Vancouver Mayor Gregor Robertson's call for a speculation tax to dampen property flipping has received a muted response from the B.C. government.
Mr. Robertson joins condo marketer Bob Rennie in suggesting that the provincial government slap a tax on housing speculators to help control soaring property prices. Mr. Rennie raised the idea of a new tax during a speech Friday to the Urban Development Institute, a non-profit association.
Hours later, Vancouver's mayor trumpeted his own statement. "We definitely need taxation tools that discourage speculation on real estate. It's clear that rampant speculation on real estate is driving up prices in Vancouver," Mr. Robertson said.
On Sunday, he weighed in on the issue again, noting he is hearing daily from people complaining about the high cost of entry-level housing purchases and rentals.
The B.C. Finance Ministry injected a dose of reality, saying the provincial government recognizes that home ownership can be challenging, but there are complex factors to consider such as any new tax's impact on home values for existing owners.
"Governments need to be careful that any tax would have the desired effect, without undermining the equity that people may have built up in their homes," a ministry spokesman said in an e-mail.
"The First-Time Home Buyers' Program reduces or eliminates the amount of property transfer tax B.C. residents pay when they purchase their first homes."
At a rally outside the Vancouver Art Gallery on Sunday, organizers estimated nearly 500 people attended part or all of the gathering to draw attention to the lack of affordable housing, especially for millennials working in the city.
Eveline Xia, creator of the Twitter hashtag #DontHave1million, organized the rally along with help from Jennifer Fox of Generation Squeeze, a lobby group formed to represent the views of Canadian workers aged 40 and younger.
Some industry analysts say the market for high-end real estate in Vancouver has been driven up in part by wealthy foreign buyers, including from China, though that is largely based on anecdotal evidence because of the lack of data on buyers' backgrounds.
Ms. Xia said she understands the sensitive issue of offshore home-buyers. "It's not about the foreignness of the people but the foreignness of the money," she said. "How can we be expected to be compete for homes – condos, houses – with the globe's millionaires and billionaires?"
NDP caucus chairman Shane Simpson, who listened to speeches at the Vancouver rally, said the B.C. Liberal government needs to take a closer look at what role it can play to encourage more variety in housing choices. "You need to determine the details of what taxes are before you embrace them. But the notion of people flipping properties without adding any value is a legitimate issue. Both the provincial and federal governments have to step up," Mr. Simpson said.
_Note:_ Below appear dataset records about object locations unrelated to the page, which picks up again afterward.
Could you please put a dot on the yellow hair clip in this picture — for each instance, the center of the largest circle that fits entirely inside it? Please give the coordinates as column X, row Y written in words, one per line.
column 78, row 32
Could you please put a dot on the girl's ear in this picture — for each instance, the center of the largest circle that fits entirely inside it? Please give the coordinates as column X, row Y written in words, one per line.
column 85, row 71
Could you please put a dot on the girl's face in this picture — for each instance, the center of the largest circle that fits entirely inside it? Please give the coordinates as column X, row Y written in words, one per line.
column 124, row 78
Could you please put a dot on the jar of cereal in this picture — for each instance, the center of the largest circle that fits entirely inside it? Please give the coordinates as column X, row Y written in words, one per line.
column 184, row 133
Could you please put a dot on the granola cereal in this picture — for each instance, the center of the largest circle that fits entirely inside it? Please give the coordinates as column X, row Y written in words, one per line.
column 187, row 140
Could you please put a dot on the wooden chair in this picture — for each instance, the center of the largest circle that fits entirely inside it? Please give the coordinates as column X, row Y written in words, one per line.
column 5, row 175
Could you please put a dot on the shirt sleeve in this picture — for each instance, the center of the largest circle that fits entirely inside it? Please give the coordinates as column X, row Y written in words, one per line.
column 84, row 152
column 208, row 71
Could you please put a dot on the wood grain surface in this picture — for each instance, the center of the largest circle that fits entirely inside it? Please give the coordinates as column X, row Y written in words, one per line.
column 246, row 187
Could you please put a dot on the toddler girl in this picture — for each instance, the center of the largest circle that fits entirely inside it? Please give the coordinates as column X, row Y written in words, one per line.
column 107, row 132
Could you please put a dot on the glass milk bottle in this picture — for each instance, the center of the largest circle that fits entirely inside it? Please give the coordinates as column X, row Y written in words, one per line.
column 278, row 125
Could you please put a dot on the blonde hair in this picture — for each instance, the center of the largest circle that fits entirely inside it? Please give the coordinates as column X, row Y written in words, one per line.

Vancouver City Savings Credit Union (Vancity) forecasts the average price of new and existing detached houses sold within Vancouver's city limits could skyrocket to $4.4-million in 2030, if pricing trends of recent years continue unabated. The average price of new and existing detached properties sold within the city of Vancouver topped $1.9-million last year.
In March, a Vancity report said the average price for all housing types sold within Vancouver could double to reach $2.1-million in 2030, based on recent pricing growth for detached homes, condos and townhouses. The B.C. housing industry says pockets of the Vancouver-area market are expensive, especially with detached homes skewing average prices upward, but condos are relatively affordable in most neighbourhoods in the region. In Greater Vancouver, condos sold for an average of $457,729 in April.
Mr. Robertson said it is important for the B.C. government to introduce ways to discourage property flipping, and the federal government also needs to tackle the issue of affordable housing. "Steady, long-term cutbacks from the federal government are compounding our affordability challenges," he said Sunday.